A: Faculty letters of recommendation for Liberal Arts scholarships are to be submitted by the faculty by
Mon., 2/9, 5:00 p.m. to CA401 or CA243D or via email to samsMgr@iupui.edu  or esafder@iupui.edu
Students do not submit faculty letters electronically.

In your application you should indicate who you asked to submit letters of recommendation and their contact information.  If you did so, we will contact the faculty to remind them if we do not receive their letter by Feb. 1. If you did not indicate who you asked to submit letters, we will have no way to follow-up with them.

Q: Can Letters of Recommendation apply to multiple scholarships, or do I have obtain a separate Letter of Recommendation for each scholarship requiring one?

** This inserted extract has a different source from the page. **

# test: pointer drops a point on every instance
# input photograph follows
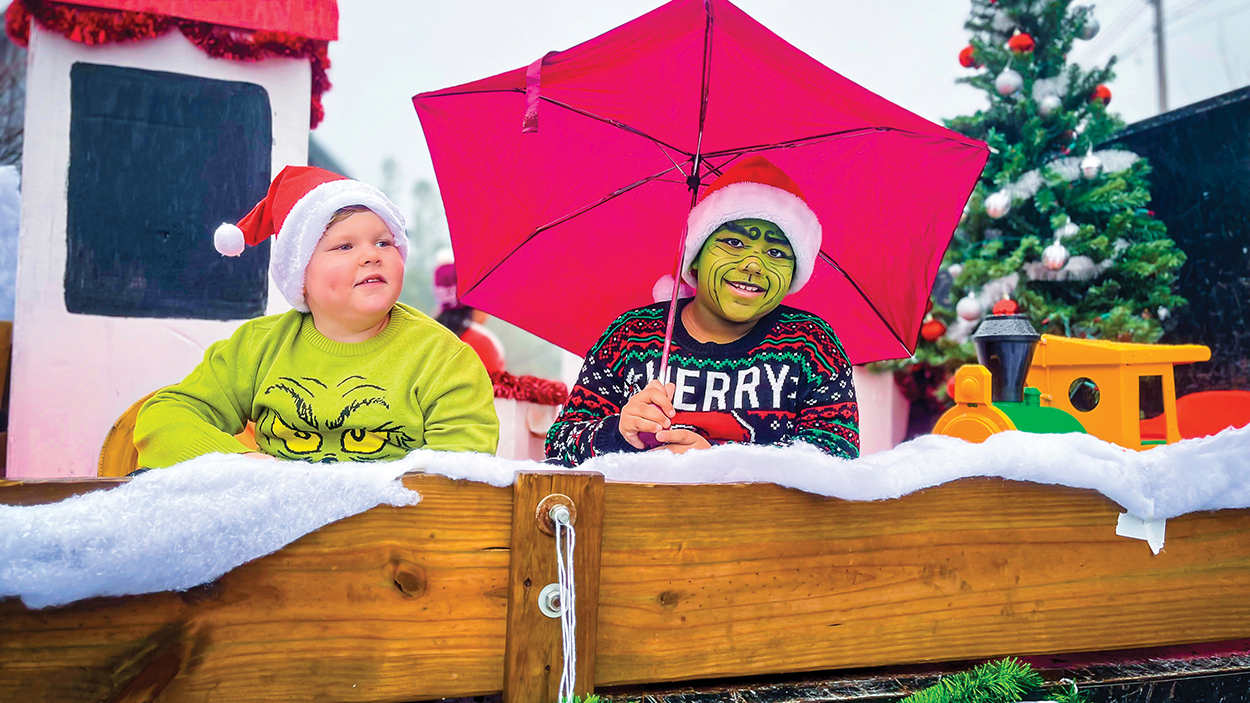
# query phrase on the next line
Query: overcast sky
(905, 50)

A: Students may apply for multiple scholarships.  Faculty may choose to write one letter and have it
apply toward both scholarships.   Just be sure to provide the professor enough information about you that they can address your qualifications for both of the scholarships.  Sometimes faculty wishes to emphasize different points for different scholarships and submit individual letters for each scholarship. That is fine too.  

Students may also apply for scholarships through the IUPUI Office of Student Scholarships paper application and for scholarships/awards handled by individual Liberal Arts departments.  Students must abide by those deadlines.  Faculty does NOT have an extension on letters for those scholarships and they should be directed to the office handling that scholarship/award.

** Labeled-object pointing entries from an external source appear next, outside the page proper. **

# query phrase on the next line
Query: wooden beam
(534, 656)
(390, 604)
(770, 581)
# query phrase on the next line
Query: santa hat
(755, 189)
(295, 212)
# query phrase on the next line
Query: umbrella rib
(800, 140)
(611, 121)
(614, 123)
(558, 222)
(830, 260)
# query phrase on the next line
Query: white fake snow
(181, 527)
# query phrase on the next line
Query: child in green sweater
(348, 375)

Q: If my professor gives me my Letter of Recommendation, who do I give it to?

A: Professors should be submitting the letters of recommendation directly to the Scholarship Manager.

Q: What should be included in the Letter of Recommendation?

A: Most faculty have experience writing letters of recommendation, however they may require an appointment with a student prior to agreeing to write the letter of recommendation.  You should always agree to such a meeting or request and be prepared.  The faculty will want to know which scholarships you are applying for and why you believe you are a good candidate for that/those scholarship/s.  You need to have descriptions of the scholarships (make the faculty member’s role easy by highlighting for them the focus of the scholarship, especially any specific criteria), have a copy of your essay or project description, your transcript and/or your resume. 

Study abroad - the letter needs to highlight your preparation for the program (courses taken, skills developed, etc.) and why you would be a good representative of the campus/school/department while in the program.

Project-based scholarship - the letter should demonstrate that you and the faculty have discussed the project, have a common understanding of the content of the project, and the faculty letter should highlight why the faculty member thinks you are an excellent candidate to undertake that project.

Service learning scholarships – the letter should demonstrate that the faculty member is aware of your prior service experience and that you have expressed to them what you found valuable and what you have learned from your service.